Abstract
Purpose:
Given the cellular consequences of bisretinoid lipofuscin accumulation in retinal pigment epithelium (RPE), efforts have been made to elucidate mechanisms by which these compounds are damaging. In in vitro assays, bisretinoid fluorophores photodegrade releasing injurious aldehydes and dicarbonyls. To probe for evidence of photodegradation of lipofuscin in the eye, we compared levels of bisretinoid in mice that were raised in cyclic light as opposed to darkness and compared albino versus black-eyed mice.
Methods:
Albino BALB/cJ, black C57BL/6J and albino C57BL/6c2j mice were raised in cyclic light or darkness. Bisretinoids were quantified by HPLC. All-trans, 13-cis, 9-cis-, and 11-cis-retinals were incubated with ethanolamine and analyzed by reverse phase UPLC. A2E and 11-cis-retinal were measured in eyecups from cyclic light-reared C57BL/6J or C57BL/6Jc2j mice that were dark-adapted before euthanasia.
Results:
In BALB/cJ mice, A2E formed with both cyclic-light and dark-rearing. With housing in darkness, no differences were observed in black C57BL/6 versus albino C57BL/6c2j mice. However when the mice were maintained under cyclic light, A2E levels were reduced in the albino C57BL/6c2j mice. To adjust for increased photon catch, albino mice can reduce rhodopsin content (photostasis). Accordingly, in albino mice 11-cis retinal was lower, at age 6 and 9 months, but the extent of A2E decrease in the albino was proportionally greater.
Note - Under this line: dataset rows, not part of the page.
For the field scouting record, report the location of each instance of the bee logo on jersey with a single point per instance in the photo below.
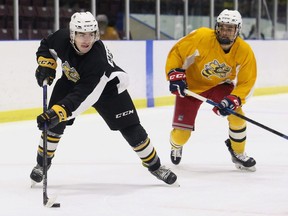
(70, 72)
(214, 68)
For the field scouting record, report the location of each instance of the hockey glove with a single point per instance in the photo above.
(229, 102)
(52, 117)
(46, 70)
(177, 78)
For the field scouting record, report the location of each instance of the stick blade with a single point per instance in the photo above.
(51, 203)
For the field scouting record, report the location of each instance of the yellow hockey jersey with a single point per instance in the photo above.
(207, 65)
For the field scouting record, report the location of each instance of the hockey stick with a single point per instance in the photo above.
(46, 201)
(201, 98)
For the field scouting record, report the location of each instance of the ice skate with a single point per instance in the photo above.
(165, 175)
(241, 161)
(176, 155)
(37, 174)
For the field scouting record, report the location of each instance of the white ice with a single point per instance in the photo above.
(95, 172)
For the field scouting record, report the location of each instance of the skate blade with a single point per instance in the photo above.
(242, 168)
(51, 202)
(175, 184)
(33, 183)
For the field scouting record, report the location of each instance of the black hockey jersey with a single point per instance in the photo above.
(85, 78)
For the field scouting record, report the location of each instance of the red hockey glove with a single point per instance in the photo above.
(229, 102)
(177, 79)
(52, 117)
(46, 70)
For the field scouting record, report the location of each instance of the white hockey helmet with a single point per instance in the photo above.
(83, 22)
(230, 17)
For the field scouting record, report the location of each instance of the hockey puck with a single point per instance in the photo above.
(56, 205)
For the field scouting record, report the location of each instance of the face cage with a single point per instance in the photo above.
(226, 41)
(72, 40)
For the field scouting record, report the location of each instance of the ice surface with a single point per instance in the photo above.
(95, 172)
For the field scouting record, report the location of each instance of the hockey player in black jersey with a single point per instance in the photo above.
(90, 78)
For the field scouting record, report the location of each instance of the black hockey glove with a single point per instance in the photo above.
(229, 102)
(52, 117)
(177, 78)
(46, 70)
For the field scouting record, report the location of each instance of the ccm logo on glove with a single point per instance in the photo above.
(177, 79)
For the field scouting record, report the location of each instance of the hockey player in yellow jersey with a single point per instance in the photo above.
(218, 65)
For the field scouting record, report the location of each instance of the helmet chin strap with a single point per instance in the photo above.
(75, 48)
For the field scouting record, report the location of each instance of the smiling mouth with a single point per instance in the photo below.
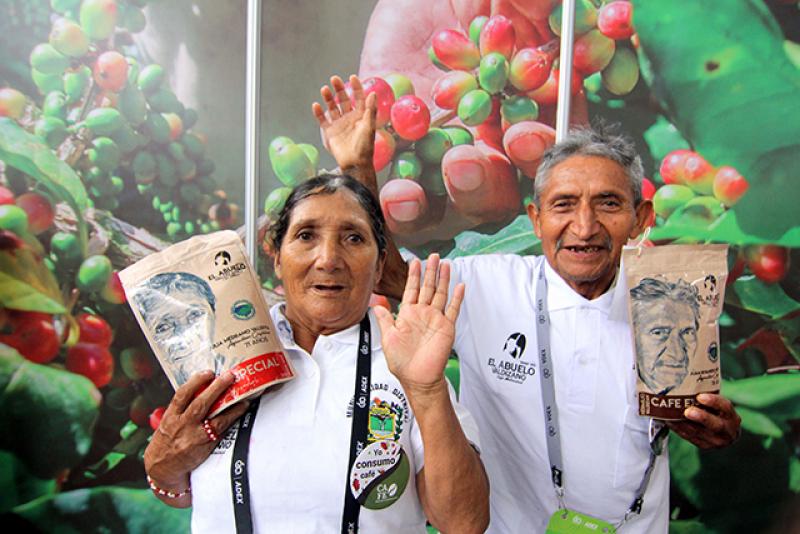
(328, 288)
(584, 249)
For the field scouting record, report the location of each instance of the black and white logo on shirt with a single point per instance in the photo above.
(509, 365)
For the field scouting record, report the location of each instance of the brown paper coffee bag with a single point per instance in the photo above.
(675, 297)
(200, 306)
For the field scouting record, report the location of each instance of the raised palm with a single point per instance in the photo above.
(418, 342)
(347, 123)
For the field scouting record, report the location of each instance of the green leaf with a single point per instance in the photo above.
(18, 295)
(27, 153)
(758, 423)
(766, 299)
(662, 138)
(516, 238)
(104, 509)
(687, 526)
(49, 414)
(794, 474)
(725, 229)
(745, 477)
(27, 284)
(731, 90)
(17, 485)
(777, 395)
(128, 446)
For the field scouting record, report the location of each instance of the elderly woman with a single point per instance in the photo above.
(368, 436)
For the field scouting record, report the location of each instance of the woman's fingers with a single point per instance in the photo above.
(185, 393)
(385, 320)
(223, 421)
(199, 407)
(455, 302)
(429, 281)
(411, 292)
(440, 297)
(358, 90)
(319, 113)
(341, 94)
(327, 97)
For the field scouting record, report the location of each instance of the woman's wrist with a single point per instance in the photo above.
(426, 396)
(171, 492)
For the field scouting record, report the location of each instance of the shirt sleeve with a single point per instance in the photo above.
(465, 419)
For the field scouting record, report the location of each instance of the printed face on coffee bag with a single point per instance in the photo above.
(200, 306)
(675, 296)
(665, 316)
(178, 309)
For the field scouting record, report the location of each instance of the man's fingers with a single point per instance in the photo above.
(199, 407)
(411, 292)
(702, 417)
(429, 281)
(184, 394)
(223, 421)
(717, 402)
(442, 286)
(691, 433)
(455, 302)
(341, 94)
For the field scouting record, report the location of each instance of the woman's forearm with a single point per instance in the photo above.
(453, 486)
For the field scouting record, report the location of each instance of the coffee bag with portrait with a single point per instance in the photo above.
(675, 297)
(200, 306)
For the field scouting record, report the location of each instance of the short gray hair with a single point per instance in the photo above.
(590, 142)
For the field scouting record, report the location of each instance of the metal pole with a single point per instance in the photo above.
(252, 127)
(565, 69)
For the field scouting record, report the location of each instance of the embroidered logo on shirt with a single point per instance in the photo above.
(388, 412)
(509, 365)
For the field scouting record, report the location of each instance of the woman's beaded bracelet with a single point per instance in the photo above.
(167, 493)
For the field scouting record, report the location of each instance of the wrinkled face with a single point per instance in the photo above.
(183, 326)
(585, 217)
(666, 337)
(328, 262)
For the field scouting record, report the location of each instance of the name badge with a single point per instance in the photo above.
(571, 522)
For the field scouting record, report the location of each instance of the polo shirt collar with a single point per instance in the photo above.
(560, 296)
(348, 336)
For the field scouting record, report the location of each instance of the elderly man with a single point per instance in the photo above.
(562, 441)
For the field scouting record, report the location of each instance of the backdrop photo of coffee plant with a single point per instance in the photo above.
(122, 130)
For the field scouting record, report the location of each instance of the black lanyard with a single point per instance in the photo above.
(358, 438)
(552, 431)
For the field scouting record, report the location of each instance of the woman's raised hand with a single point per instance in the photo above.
(418, 342)
(347, 122)
(181, 443)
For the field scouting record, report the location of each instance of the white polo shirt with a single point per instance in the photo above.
(300, 446)
(605, 444)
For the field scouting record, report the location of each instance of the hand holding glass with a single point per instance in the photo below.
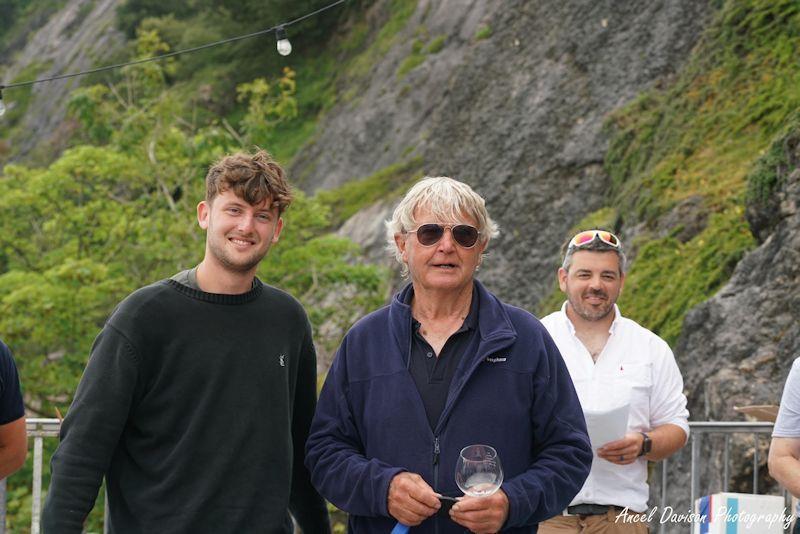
(478, 471)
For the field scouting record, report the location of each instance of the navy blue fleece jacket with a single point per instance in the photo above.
(511, 390)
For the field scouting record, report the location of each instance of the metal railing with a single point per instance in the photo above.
(700, 429)
(39, 429)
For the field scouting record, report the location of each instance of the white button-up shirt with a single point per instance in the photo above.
(636, 366)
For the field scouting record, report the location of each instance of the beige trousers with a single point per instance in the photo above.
(593, 524)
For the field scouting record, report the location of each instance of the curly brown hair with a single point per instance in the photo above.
(252, 177)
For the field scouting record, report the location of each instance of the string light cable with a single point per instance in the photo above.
(283, 45)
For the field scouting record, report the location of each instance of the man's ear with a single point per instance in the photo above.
(203, 210)
(400, 242)
(562, 279)
(278, 227)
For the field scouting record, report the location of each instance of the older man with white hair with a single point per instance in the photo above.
(446, 365)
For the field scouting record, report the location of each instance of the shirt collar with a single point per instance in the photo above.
(470, 322)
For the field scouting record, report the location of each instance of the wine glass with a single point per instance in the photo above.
(478, 471)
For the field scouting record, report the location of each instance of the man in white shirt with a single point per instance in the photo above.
(784, 452)
(614, 362)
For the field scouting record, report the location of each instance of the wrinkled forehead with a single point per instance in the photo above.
(443, 214)
(596, 260)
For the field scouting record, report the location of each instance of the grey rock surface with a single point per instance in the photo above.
(737, 348)
(79, 37)
(518, 115)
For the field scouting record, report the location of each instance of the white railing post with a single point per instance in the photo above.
(36, 504)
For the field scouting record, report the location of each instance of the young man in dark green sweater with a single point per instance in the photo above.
(197, 398)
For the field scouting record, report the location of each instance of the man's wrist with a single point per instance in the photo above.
(647, 444)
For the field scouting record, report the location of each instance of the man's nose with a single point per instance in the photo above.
(446, 243)
(246, 222)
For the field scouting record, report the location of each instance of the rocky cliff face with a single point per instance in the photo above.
(79, 37)
(518, 115)
(737, 348)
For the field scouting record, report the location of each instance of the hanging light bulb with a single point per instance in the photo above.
(284, 46)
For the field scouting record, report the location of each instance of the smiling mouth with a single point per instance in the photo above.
(240, 242)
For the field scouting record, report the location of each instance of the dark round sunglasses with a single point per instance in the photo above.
(431, 233)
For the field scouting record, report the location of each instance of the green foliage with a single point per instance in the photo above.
(347, 199)
(118, 211)
(419, 52)
(700, 137)
(267, 105)
(770, 170)
(484, 31)
(669, 277)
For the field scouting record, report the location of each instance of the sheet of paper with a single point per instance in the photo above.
(608, 425)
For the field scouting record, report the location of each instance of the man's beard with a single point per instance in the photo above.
(589, 313)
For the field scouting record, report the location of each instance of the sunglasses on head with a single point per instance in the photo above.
(587, 236)
(431, 233)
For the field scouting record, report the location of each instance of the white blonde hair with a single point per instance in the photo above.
(447, 200)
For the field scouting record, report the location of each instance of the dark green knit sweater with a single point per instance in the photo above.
(196, 408)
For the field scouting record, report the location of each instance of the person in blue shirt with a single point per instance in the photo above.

Using in vitro biosynthetic assays, we compared all-trans-retinal and various cis-isomers of retinaldehyde for their ability to form the bisretinoid conjugate A2E when reacted with ethanolamine. The percent conversion of 11-cis-retinal to total bisretinoid was 25% lower than for all-trans and 13-cis-retinals while the 9-cis-retinal isomer afforded considerably less total bisretinoid.
Conclusions:
The albino mouse eye is exposed to more intraocular light than the melanin-expressing black eye. With dark-rearing, the presence or absence of ocular melanin had no effect on the levels of RPE bisretinoid lipofuscin. Conversely, In albino mice, cyclic light was associated with amounts of bisretinoid that were reduced relative to the levels observed when mice were housed in darkness. Photostasis cannot account for differences under cyclic light and dark-rearing, Photodegradative loss of the light-sensitive bisretinoid compounds likely explains the reduced lipofuscin levels in cyclic-light reared mice.